What's more there are plenty of arguments in favour of the practice. E.g., airline seats are quite happily sold at different prices, and the old game with computers is to sell the same machine for different prices but with internal switches set at different speeds. (In the really good old days, you could pay for an engineer to come out and turn the speed doubling switch.) So there are at least some bona fide arguments why this practice is beneficial, leaving aside the fair representation question.

What then should the Auditor do? Initiate a re-engagement? That is one plausible action. Another is simply drop the client, quietly or otherwise. A company that has to search for a new Auditors is sufficiently warned not to do it so many times that it runs out of potential suppliers.
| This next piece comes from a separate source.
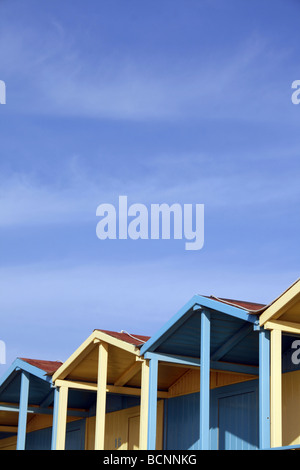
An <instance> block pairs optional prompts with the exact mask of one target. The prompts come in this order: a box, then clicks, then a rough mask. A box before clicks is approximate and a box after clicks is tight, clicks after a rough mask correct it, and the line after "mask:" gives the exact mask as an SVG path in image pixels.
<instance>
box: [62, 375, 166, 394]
mask: <svg viewBox="0 0 300 470" xmlns="http://www.w3.org/2000/svg"><path fill="white" fill-rule="evenodd" d="M55 384H56V386H57V387H60V386H62V385H64V386H66V387H68V388H72V389H77V390H90V391H91V392H97V389H98V386H97V384H95V383H92V382H80V381H76V382H73V381H71V380H60V379H57V380H56V382H55ZM106 392H107V393H114V394H120V395H134V396H140V395H141V389H140V388H134V387H118V386H116V385H106ZM157 397H158V398H170V394H169V392H163V391H160V390H158V392H157Z"/></svg>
Alternatively, the auditor could simply put pressure on the company to sort out its misleading practices and also to settle any case forthwith.

What should relying parties do? Well, purchasers will think twice, but they do anyway, and this is only likely to add to the rumble of discontent with CAs, not change anything.

What about browser manufacturers? I think that depends on the Auditor's actions. Software manufacturers have already passed much of their reliance (but not their liability) onto the auditor by specifying the WebTrust. So they will now need to sit back and wait for the auditor to do the job, which is what the auditor wanted in the first place.

As long as something is done. If the auditor does nothing, or equally uncompellingly, does not inform the relying parties of any actions taken, a browser manufacturer might now wonder if the auditor can be relied upon for the very role they were selected. "Just exactly what would cause the auditor to respond, if not misleading practices towards the users, the very users that we the software suppliers serve and protect?"

Or, a software supplier might have to re-evaluate its own wider sense of duty of care. As the browsers sit in the front row of any liability for the use of SSL (by dint of embedding and hiding the certs and CAs), we could speculate how this case could spread wider. Could this be pinned on the software suppliers? Again, I can't quite see it, although if there is a rash of cases, including to do with phishing, then it is more plausible as the traditional relationship is not exactly an arms-length one.

Finally, what about the buyout of GeoTrust? Well, GeoTrust owners are likely to want to grab their cash and run faster rather than slower, and such events might conceivably destroy the buyout - although I can't see why it would have a material effect. More importantly, if the anti-trust grumbling took root, the law suit might have more an impact.

Of course, such musings are definately above our paygrade. But it is certainly one to watch.